Há dez anos, em abril de 2013, escrevi sobre a foto acima: “Um interessante painel de arte no túnel do Metrô Consolação e eu só conseguia olhar para as linhas de rachaduras marcadas a giz, sinalizando o tamanho que apresentavam, enquanto esperava o trem que me conduziria ao Paraíso. Que mal me assola que me faz olhar para além do que deveria ser o principal alvo de minha atenção? O que me conduz, me condiz?”
De certa maneira, esmiuçar fatos, verificar repercussões e buscar efeitos por menores que sejam derivados ou mesmo alheios ao acontecimento principal, é um “defeito de meu olhar”. Um dos exemplos que exponho é sobre algo que vejo com interesse sociológico desde que surgiu. No início de sua formulação, assisti a três edições seguidas. Depois, deixei de prestar atenção por anos, mas em 2020 voltei a me interessar por perceber que espelhava um processo político-social para além do que qualquer pesquisa pudesse demonstrar. Afora de ter surgido no bojo da Pandemia de Covid-19. Eu me refiro ao “reality show” Big Brother Brasil ou simplesmente BBB, como passou a ser chamado. Nome formulado a partir do título do incrível 1984, de George Orwell, que retrata uma sociedade controlada e vigiada 24 horas por dia, típico de um regime político opressor.

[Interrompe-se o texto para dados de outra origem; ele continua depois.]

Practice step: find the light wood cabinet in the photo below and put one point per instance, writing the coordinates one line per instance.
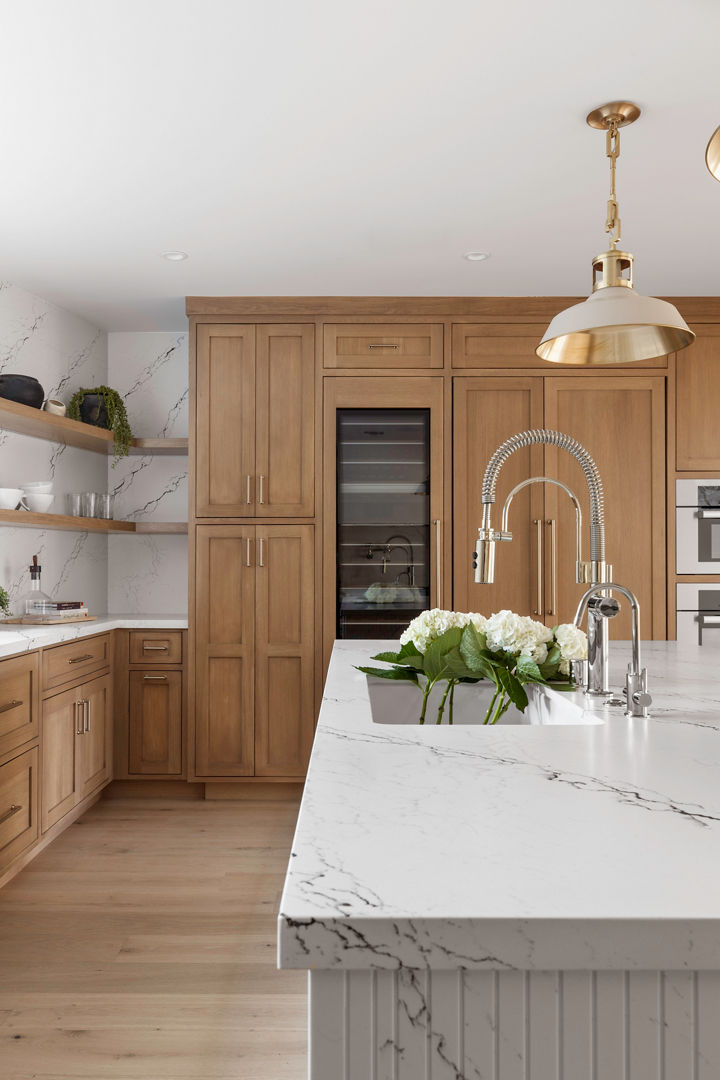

A ideia do confinar pessoas sem aparentes conexões, de origens socioeconômicas, posicionamentos ideológicos, identidades de gênero e raciais díspares em um mesmo local por meses seguidos, com jogos e imposições aplicadas a partir de regras preliminarmente aceitas por contrato, se bem que os participantes não tenham conhecimento do que seja imposto, configura para mim quase como se fosse a estrutura imposta de fora para dentro em nossa Sociedade, ainda que seja considerada uma Democracia. Esse isolamento deixar quem está confinado alheio aos fatos mais recentes, fazendo com que contem apenas com o suporte de suas experiências pessoais, sem as balizas que normalmente usamos das informações que recebemos dos confrontos ideológicos estremeados a elas pela Mídia. Porém, os seus destinos metaforicamente sofrem a pressão de grupos organizados exteriormente, interessados em alavancar ou enterrar os percursos de cada participante.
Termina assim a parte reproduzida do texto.